Currently, the fundamentals also lean bullish. A rising M2 money supply, improving US–China trade relations, and a weakening US Dollar Index (DXY) are all fueling bitcoin’s upward momentum. If the upcoming golden cross plays out like in previous cycles, BTC could climb toward the $155,000–$170,000 range.

Other technical indicators confirm such a setup.

Bull flag breakout points to $150,000

Bitcoin also recently confirmed a breakout from a bull flag on the weekly chart—a classic continuation pattern that forms after a strong price rally (the flagpole).

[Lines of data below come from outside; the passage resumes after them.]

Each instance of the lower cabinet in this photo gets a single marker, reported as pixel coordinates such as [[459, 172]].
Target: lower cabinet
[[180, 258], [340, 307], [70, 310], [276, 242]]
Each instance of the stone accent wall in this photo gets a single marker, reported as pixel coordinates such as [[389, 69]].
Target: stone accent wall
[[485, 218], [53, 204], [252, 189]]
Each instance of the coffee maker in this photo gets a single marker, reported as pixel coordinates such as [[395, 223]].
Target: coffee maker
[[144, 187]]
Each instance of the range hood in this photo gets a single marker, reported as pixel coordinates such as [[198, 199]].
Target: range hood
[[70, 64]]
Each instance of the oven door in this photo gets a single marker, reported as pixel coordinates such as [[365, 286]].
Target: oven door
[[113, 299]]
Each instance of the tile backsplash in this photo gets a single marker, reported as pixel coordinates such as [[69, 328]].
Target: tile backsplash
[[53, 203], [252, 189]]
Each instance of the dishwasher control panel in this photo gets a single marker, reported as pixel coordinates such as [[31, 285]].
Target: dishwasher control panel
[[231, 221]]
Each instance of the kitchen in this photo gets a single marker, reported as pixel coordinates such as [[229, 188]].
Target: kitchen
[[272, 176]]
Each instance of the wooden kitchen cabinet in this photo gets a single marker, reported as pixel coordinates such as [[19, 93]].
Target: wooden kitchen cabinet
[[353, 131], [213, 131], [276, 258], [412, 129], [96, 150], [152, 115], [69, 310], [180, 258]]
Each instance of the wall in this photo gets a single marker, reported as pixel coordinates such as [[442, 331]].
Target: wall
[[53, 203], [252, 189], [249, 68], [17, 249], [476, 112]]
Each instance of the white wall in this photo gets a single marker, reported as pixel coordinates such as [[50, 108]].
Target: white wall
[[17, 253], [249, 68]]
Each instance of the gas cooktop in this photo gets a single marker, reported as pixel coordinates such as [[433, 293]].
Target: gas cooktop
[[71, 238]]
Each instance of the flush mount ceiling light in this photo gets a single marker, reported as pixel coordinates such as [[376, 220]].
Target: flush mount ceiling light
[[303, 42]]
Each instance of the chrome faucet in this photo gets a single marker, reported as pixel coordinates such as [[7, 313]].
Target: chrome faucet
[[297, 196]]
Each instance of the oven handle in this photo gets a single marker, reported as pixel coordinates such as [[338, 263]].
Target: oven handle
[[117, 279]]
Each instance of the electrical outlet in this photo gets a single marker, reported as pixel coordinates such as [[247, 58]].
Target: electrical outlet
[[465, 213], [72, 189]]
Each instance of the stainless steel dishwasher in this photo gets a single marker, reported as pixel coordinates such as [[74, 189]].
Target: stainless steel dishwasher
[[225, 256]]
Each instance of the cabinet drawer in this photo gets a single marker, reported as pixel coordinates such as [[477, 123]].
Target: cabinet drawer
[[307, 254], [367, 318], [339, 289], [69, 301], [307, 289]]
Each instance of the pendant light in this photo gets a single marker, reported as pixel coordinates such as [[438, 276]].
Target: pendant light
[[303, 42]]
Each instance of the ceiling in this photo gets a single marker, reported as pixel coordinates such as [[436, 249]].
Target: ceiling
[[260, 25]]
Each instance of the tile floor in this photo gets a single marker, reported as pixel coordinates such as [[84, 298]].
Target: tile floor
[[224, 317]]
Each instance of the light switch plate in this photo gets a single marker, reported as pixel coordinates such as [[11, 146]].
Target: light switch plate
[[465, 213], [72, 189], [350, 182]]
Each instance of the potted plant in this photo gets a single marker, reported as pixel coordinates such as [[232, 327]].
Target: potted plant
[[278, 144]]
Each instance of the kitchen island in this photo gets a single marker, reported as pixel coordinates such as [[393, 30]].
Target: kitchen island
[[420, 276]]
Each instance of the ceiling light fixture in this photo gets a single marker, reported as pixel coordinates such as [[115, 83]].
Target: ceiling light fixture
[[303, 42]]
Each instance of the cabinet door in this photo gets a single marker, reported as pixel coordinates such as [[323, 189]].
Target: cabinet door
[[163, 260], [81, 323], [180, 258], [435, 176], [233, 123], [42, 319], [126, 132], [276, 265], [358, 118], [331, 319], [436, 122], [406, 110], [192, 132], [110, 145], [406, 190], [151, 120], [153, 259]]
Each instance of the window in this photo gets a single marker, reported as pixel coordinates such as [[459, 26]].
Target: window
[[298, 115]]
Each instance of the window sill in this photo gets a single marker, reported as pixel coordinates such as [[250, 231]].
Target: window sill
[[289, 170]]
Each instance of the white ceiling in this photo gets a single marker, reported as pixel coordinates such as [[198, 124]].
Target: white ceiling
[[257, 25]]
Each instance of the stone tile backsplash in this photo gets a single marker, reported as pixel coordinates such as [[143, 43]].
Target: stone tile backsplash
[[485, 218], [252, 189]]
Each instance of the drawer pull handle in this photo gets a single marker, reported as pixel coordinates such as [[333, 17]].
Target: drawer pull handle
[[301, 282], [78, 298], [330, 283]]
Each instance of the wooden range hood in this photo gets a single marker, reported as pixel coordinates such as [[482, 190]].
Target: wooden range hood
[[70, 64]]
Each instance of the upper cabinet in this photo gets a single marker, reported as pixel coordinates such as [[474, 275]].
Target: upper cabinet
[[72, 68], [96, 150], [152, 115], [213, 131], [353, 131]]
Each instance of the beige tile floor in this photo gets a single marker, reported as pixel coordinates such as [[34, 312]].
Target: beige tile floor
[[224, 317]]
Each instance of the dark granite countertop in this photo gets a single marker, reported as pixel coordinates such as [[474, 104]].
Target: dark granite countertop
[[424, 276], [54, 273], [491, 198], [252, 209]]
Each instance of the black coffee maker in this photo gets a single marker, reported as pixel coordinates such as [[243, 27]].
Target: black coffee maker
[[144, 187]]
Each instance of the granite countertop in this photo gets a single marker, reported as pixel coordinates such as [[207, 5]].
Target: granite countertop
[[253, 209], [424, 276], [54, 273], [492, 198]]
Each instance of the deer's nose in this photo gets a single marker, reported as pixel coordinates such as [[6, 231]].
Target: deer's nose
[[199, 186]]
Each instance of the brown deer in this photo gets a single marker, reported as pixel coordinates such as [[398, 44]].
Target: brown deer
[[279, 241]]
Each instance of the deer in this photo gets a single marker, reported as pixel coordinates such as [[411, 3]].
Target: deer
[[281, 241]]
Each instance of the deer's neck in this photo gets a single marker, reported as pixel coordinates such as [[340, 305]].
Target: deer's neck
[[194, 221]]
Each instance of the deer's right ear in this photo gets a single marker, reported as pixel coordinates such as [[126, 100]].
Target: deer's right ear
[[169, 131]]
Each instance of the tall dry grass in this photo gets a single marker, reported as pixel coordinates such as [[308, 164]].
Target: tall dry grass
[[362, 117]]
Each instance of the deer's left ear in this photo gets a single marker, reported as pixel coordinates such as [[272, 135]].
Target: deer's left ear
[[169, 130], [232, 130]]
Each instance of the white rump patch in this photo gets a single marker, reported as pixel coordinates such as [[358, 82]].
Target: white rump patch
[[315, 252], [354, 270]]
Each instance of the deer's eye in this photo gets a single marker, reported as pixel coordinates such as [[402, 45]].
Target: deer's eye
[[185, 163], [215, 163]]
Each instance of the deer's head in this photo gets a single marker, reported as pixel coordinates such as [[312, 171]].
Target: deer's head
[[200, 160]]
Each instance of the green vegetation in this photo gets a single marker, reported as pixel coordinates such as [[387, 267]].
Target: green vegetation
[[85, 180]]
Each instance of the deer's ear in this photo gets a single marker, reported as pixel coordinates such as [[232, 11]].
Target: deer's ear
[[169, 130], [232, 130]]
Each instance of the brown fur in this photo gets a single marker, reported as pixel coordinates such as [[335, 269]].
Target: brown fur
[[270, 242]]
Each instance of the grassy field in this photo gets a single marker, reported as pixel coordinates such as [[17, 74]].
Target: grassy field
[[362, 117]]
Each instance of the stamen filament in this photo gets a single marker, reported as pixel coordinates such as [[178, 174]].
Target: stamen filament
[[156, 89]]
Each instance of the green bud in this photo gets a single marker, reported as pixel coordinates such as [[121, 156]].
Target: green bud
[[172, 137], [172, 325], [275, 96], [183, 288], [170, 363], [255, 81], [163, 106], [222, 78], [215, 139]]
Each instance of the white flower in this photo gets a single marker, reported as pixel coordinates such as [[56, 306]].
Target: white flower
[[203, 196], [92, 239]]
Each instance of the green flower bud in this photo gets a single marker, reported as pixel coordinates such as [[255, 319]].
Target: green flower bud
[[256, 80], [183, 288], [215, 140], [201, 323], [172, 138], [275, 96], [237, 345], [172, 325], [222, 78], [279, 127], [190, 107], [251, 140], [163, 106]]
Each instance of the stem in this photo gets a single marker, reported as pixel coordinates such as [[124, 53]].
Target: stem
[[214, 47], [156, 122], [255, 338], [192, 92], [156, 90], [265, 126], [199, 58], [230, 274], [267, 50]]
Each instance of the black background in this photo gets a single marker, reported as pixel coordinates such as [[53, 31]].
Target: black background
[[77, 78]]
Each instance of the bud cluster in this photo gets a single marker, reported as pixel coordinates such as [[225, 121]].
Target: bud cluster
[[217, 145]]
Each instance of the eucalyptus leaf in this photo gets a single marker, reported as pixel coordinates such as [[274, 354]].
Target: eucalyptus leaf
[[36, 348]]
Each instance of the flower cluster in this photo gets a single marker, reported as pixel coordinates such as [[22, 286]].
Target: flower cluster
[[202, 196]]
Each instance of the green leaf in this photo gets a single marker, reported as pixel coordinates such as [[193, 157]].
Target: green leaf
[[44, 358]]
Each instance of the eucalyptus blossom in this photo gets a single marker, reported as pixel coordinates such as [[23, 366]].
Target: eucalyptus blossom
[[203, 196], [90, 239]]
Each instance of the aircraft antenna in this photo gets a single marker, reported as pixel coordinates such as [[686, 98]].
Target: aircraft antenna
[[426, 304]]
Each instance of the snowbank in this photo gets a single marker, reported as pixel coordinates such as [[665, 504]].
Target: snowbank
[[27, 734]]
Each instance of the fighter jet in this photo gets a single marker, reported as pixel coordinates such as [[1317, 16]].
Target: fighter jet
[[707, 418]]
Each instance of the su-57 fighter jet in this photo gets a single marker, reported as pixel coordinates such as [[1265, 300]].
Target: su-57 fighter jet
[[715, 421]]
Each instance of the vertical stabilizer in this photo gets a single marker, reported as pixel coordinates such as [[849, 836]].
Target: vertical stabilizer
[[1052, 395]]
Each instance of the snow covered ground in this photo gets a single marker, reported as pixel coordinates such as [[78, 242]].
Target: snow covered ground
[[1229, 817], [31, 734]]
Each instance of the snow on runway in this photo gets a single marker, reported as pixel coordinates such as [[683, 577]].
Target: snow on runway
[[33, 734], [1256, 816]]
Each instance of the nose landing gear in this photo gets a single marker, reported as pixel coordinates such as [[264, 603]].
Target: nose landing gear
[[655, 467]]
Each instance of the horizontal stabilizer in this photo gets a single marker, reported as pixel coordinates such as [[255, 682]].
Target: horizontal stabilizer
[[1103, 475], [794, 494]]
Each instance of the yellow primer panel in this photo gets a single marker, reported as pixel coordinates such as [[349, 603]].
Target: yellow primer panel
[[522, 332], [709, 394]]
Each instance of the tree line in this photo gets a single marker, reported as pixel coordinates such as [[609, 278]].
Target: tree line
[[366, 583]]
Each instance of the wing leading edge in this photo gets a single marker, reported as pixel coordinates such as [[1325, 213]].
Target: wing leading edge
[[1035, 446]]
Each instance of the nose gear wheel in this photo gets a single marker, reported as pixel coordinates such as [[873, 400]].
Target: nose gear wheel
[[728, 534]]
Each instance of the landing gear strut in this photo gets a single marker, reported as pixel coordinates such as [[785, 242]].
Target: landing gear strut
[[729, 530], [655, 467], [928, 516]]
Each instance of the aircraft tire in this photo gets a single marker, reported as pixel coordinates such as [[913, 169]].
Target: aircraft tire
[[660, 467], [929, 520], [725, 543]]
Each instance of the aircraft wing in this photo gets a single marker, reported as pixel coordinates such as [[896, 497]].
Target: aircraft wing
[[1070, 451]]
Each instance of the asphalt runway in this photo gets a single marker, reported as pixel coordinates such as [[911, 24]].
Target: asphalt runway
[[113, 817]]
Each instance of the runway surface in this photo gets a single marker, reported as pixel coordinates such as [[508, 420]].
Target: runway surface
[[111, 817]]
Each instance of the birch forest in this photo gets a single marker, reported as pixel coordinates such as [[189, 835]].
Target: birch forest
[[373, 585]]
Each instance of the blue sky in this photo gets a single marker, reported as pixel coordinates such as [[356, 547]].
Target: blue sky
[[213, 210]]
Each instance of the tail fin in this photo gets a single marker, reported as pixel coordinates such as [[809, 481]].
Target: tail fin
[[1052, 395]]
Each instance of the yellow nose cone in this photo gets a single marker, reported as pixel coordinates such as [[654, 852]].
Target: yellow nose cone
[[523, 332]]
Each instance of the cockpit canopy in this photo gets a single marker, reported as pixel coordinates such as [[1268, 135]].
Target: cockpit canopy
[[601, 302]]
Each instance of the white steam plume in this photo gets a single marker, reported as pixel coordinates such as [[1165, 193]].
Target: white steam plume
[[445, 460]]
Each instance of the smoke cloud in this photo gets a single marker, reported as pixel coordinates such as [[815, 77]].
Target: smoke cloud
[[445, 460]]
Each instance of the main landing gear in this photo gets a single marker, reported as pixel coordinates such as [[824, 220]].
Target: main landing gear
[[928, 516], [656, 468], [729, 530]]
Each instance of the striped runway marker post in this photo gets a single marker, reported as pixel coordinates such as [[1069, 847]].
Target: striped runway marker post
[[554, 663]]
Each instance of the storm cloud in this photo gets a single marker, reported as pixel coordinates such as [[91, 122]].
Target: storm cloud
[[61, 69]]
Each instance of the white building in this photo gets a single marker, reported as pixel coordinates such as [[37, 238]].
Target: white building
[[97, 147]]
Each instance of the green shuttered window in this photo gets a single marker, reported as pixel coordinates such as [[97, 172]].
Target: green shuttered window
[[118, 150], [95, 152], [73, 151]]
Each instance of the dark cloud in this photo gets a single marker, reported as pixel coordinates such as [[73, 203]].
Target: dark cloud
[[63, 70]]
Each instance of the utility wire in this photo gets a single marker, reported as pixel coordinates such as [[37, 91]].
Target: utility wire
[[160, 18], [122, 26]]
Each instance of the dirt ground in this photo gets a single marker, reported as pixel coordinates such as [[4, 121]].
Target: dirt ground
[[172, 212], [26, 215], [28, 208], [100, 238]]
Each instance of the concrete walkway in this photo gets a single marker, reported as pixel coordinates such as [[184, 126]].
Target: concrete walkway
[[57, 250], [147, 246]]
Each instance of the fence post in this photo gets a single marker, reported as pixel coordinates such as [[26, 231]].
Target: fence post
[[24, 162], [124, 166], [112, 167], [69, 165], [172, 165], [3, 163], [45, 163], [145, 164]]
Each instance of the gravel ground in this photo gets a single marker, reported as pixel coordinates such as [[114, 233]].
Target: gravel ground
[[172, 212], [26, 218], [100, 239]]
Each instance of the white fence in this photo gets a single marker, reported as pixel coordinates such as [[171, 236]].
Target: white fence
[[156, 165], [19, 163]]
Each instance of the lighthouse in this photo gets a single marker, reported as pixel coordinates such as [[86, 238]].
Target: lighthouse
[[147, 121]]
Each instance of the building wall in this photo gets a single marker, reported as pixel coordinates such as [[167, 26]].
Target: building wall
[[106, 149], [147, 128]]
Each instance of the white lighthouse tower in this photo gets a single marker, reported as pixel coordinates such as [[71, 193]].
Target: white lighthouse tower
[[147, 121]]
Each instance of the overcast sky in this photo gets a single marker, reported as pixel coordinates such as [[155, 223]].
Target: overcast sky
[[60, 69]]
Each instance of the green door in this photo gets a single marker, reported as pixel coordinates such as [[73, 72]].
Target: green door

It features a brief consolidation phase that slopes downward or sideways (the flag), followed by a breakout to the upside. The bull flag suggests the asset is pausing before continuing its upward trend, with a typical target equal to the height of the flagpole.

The flag had formed after Bitcoin topped near $110,000 in January and consolidated for several months. The breakout in early May came with rising volume, validating the move. Based on the flagpole’s height, the pattern points to a price target near $150,000.

Momentum indicators like the weekly RSI are also turning favorable, now holding above 65 and showing strong buying pressure without entering overbought territory. However, daily RSI at 75 signals that there may be a correction before bitcoin price climbs further.

Historically, summer has been a sluggish period for crypto markets.  As analyst Daan Crypto Trades noted, May has typically been a green month for Bitcoin (averaging over 8%), while June and September are often the worst-performing months.

However, this year, macro and political forces may shake up that trend. “As we get into the European summer months, the sense is it's more likely a case of 'buy in May and go away' than any significant headwinds or selling pressure,” said Paul Howard, director at crypto trading firm Wincent, in a market note cited by CoinDesk.